La subsistencia dentro de los campamentos okupas

La vida de las personas transcurre entre la incertidumbre y la esperanza de quedarse en ese pedacito de terreno. Los que están ubicados en el Fray José de la Quintana y Montaña coinciden en que reciben ayuda de los vecinos de las viviendas.
Mientras los vecinos de las 550 Viviendas del sector del barrio Pirayuí II salen a protestar para apurar a la Justicia para que desaloje los terrenos usurpados, el campamento okupa se mantiene y resiste. Y a decir de los vecinos, incluso crece a diario.

Pero desde la Justicia aclaran que nada de eso ocurre ya que tienen todo el predio bajo control con estricta custodia policial. Las familias que se apoderaron de los espacios apuestan a que en algún momento les cedan esos terrenos.
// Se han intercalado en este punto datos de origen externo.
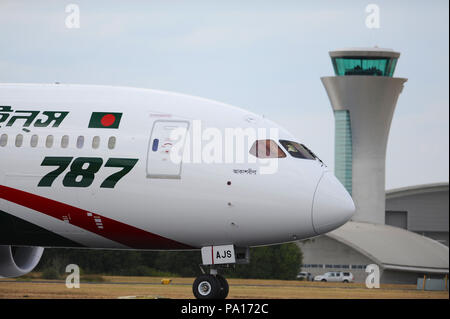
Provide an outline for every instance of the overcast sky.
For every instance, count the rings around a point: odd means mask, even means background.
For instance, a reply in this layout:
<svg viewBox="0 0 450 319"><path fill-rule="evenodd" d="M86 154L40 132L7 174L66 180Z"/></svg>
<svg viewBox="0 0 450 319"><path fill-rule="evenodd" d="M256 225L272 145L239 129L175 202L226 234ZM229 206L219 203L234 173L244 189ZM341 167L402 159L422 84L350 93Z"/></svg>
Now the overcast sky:
<svg viewBox="0 0 450 319"><path fill-rule="evenodd" d="M70 3L80 28L67 28ZM377 4L380 28L366 6ZM206 97L278 122L334 168L320 81L328 51L401 52L406 77L387 150L387 189L448 182L449 2L5 1L0 82L123 85Z"/></svg>

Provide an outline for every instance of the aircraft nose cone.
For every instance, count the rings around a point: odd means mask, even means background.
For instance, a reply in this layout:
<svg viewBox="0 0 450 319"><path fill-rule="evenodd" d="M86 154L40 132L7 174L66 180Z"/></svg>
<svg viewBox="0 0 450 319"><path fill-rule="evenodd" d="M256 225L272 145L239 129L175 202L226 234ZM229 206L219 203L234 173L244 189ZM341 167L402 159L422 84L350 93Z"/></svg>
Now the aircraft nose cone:
<svg viewBox="0 0 450 319"><path fill-rule="evenodd" d="M355 213L352 197L329 172L317 186L312 207L312 220L317 234L323 234L345 224Z"/></svg>

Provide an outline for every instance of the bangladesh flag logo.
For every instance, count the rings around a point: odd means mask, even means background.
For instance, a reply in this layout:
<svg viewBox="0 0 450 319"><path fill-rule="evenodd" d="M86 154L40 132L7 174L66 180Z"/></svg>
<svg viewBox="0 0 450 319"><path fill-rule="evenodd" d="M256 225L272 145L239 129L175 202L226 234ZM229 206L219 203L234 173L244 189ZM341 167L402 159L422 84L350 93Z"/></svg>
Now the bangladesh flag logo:
<svg viewBox="0 0 450 319"><path fill-rule="evenodd" d="M89 128L119 128L122 113L93 112Z"/></svg>

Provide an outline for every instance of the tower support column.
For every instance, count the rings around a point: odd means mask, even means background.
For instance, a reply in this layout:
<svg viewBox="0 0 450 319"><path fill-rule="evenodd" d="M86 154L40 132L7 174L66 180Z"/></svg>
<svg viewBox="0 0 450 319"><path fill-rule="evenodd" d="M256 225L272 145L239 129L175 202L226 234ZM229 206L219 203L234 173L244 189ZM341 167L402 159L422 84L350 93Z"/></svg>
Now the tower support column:
<svg viewBox="0 0 450 319"><path fill-rule="evenodd" d="M339 143L339 139L348 138L339 136L335 154L336 162L342 160L344 168L349 167L351 161L351 188L348 190L356 205L353 220L384 224L386 147L397 99L407 79L353 75L321 80L335 115L348 111L351 148L338 149L345 144ZM342 174L336 173L338 177ZM341 182L346 184L346 181Z"/></svg>

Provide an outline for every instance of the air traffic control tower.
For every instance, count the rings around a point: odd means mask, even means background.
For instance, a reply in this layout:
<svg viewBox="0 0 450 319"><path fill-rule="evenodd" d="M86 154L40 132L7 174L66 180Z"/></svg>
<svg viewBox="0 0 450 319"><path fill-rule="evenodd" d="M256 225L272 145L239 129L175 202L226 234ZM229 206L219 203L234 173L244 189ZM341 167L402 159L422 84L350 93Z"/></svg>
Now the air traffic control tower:
<svg viewBox="0 0 450 319"><path fill-rule="evenodd" d="M385 223L386 146L407 81L393 77L399 56L380 48L331 51L335 76L321 78L335 116L335 174L353 197L354 221Z"/></svg>
<svg viewBox="0 0 450 319"><path fill-rule="evenodd" d="M335 116L335 174L352 194L356 212L338 229L298 243L302 269L313 275L348 270L355 281L365 282L370 264L380 267L381 283L416 284L425 275L448 275L448 247L413 229L415 216L426 215L419 222L425 226L431 220L445 220L448 210L433 219L428 209L414 215L402 205L397 209L407 227L385 223L386 146L395 105L406 82L393 77L399 56L380 48L330 52L335 76L323 77L322 83ZM426 207L422 195L408 194L416 206ZM445 207L443 198L439 205Z"/></svg>

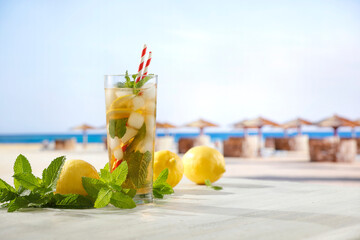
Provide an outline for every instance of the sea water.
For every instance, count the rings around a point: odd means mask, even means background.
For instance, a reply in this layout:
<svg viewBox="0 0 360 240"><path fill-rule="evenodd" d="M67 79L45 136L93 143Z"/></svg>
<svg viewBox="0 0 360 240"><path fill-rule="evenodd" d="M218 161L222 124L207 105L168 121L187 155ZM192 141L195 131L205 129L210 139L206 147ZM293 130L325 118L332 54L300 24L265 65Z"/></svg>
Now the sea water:
<svg viewBox="0 0 360 240"><path fill-rule="evenodd" d="M206 132L206 135L211 137L211 141L223 141L229 137L242 137L244 136L243 132L238 131L229 131L229 132ZM198 136L198 133L170 133L169 135L173 136L175 141L179 141L180 138L195 138ZM250 132L249 135L256 135L256 132ZM289 137L295 136L296 133L288 134ZM308 135L310 138L325 138L333 136L333 132L303 132L303 135ZM165 136L165 133L157 133L157 137ZM351 132L339 132L339 136L342 138L350 138L352 136ZM284 137L282 132L264 132L263 138ZM360 132L356 133L356 137L360 137ZM66 134L0 134L0 143L41 143L44 140L52 142L55 139L70 139L75 138L77 142L82 143L83 135L80 133L66 133ZM103 139L106 138L106 132L104 133L89 133L88 142L89 143L102 143Z"/></svg>

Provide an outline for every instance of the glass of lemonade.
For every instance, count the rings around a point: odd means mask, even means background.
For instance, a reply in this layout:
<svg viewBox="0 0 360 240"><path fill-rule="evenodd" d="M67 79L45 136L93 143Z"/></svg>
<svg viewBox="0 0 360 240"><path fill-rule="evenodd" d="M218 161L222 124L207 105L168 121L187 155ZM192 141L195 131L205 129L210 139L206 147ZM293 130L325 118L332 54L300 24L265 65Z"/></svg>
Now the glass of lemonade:
<svg viewBox="0 0 360 240"><path fill-rule="evenodd" d="M141 204L152 202L157 75L134 87L135 76L105 76L106 129L110 171L127 162L123 187L136 189Z"/></svg>

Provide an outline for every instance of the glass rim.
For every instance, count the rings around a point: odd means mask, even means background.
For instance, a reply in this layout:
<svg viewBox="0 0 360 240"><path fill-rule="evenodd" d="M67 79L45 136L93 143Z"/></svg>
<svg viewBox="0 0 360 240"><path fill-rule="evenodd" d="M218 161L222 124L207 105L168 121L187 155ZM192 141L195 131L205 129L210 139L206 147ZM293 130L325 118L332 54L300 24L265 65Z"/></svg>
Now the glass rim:
<svg viewBox="0 0 360 240"><path fill-rule="evenodd" d="M136 88L117 87L116 86L117 83L124 82L126 76L132 76L132 75L133 74L104 75L104 88L105 89L111 89L111 88L138 89L138 90L145 90L145 89L151 88L151 86L147 86L146 84L144 86L136 87ZM151 76L151 79L149 79L149 83L154 83L155 85L157 85L158 75L155 75L155 74L150 75L149 74L147 76Z"/></svg>
<svg viewBox="0 0 360 240"><path fill-rule="evenodd" d="M128 76L132 76L132 75L135 75L135 74L138 74L138 73L129 73ZM149 73L147 74L146 76L149 76L149 75L152 75L154 77L158 77L157 74L153 74L153 73ZM126 74L105 74L104 77L125 77Z"/></svg>

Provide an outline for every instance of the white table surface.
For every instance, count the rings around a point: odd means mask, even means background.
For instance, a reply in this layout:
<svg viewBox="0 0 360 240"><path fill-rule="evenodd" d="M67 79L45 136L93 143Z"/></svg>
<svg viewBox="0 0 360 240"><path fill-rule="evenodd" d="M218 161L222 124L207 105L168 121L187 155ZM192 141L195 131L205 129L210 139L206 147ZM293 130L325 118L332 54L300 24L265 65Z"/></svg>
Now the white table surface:
<svg viewBox="0 0 360 240"><path fill-rule="evenodd" d="M360 239L360 188L223 178L184 180L132 210L0 209L0 239Z"/></svg>

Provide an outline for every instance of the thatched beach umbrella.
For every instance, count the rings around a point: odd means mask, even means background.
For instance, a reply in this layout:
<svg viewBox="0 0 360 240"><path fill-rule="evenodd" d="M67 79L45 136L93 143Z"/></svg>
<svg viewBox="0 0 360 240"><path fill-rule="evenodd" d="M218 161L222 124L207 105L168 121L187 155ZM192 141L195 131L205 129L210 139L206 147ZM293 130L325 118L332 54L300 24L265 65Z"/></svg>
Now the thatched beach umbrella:
<svg viewBox="0 0 360 240"><path fill-rule="evenodd" d="M244 121L247 121L247 119L242 120L240 122L234 123L233 128L240 128L244 131L244 136L247 135L247 127L243 124Z"/></svg>
<svg viewBox="0 0 360 240"><path fill-rule="evenodd" d="M217 124L205 121L204 119L196 120L194 122L186 124L185 126L200 128L200 135L204 134L204 128L206 128L206 127L218 127Z"/></svg>
<svg viewBox="0 0 360 240"><path fill-rule="evenodd" d="M165 128L165 129L170 129L170 128L177 128L175 125L172 125L171 123L163 123L163 126L162 128Z"/></svg>
<svg viewBox="0 0 360 240"><path fill-rule="evenodd" d="M92 129L96 129L96 127L87 125L87 124L82 124L76 127L71 128L72 130L82 130L83 132L83 147L86 148L87 142L88 142L88 137L87 137L87 131L88 130L92 130Z"/></svg>
<svg viewBox="0 0 360 240"><path fill-rule="evenodd" d="M160 122L156 122L156 128L162 128L164 125Z"/></svg>
<svg viewBox="0 0 360 240"><path fill-rule="evenodd" d="M301 135L301 126L303 125L312 125L312 122L310 121L307 121L303 118L296 118L292 121L289 121L289 122L286 122L284 124L281 125L282 128L284 128L284 132L285 132L285 135L287 136L287 129L289 128L297 128L298 130L298 135Z"/></svg>
<svg viewBox="0 0 360 240"><path fill-rule="evenodd" d="M334 136L338 136L339 127L356 127L357 124L350 119L340 117L338 115L333 115L332 117L325 118L316 123L319 127L331 127L334 129Z"/></svg>
<svg viewBox="0 0 360 240"><path fill-rule="evenodd" d="M248 128L257 128L259 130L259 136L262 135L261 129L263 126L280 127L279 124L263 117L258 117L250 120L243 120L239 123L234 124L235 128L244 128L244 130Z"/></svg>
<svg viewBox="0 0 360 240"><path fill-rule="evenodd" d="M160 123L160 122L156 122L156 128L163 128L165 129L166 133L168 133L169 129L171 128L177 128L175 125L165 122L165 123Z"/></svg>

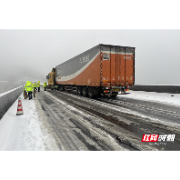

Juan Báez y Blanca Fernández tienen 5 hijos, el menor de 6 meses de vida y la mayor de 12 años. El padre con orgullo comentó a El Litoral que “ella -por la chica de 12- salió primer promedio, entre sus compañeros, y hasta le dieron una medalla”. Ahora la jovencita, se aferra a un pedazo de suelo, mientras cuida a sus hermanitos menores en un predio ubicado en el sector lindero a las viviendas Epam del barrio Doctor Montaña. Por esto de las vacaciones de invierno, muchos chicos corren y merodean en esas comarcas.

Cerca de allí, hay una canchita de fútbol, y la gente aclara que “esto no se va a tocar porque va a quedar como espacio público para hacer una placita”, según proyectan. Cerca del Fray José de la Quintana, más precisamente a metros de la esquina de Milan y Turín, existe otro grupo que se autoconvocó. “Acá los vecinos de las viviendas están contentos con nosotros; nos ayudan con agua caliente e incluso nos prestan el baño a las mujeres”, contó Graciela Paniagua, quien reveló además que entre ellos realizaron un censo de la cantidad de personas que estaban en ese sector.

El resultado de ese inventario “lo elevamos al Intendente de la ciudad, Camau Espínola, porque tenemos entendido que estos terrenos serían ahora municipales, ya que antes pertenecían al Ejército”, explicó.

En el Pirayuí, Norma Sosa (37) es tal vez la primera en construir una muy precaria casilla de madera. Argumenta que “soy asmática y esto me hace mucho mal, pero tampoco tengo donde irme porque me separé de mi marido y debo encontrar un hogar para criar a mis 6 hijos”, explicó.

A su vez, “tengo uno que es discapacitado”, indica al referirse a un jovencito de 16 años quien es hipoacúsico.

El mayor de sus hijos tiene 20 y el menor 9, explicó antes de señalar que “decidí separarme cansada de las golpizas. Era un hombre muy violento, e incluso un día a él -indicó al chico de 16- le hizo sangrar la boca de una trompada. Ahí dije basta y ahora estoy acá, resistiendo”, relató. Se refugia del frío en un espacio que logró armar con la ayuda de sus nuevos vecinos.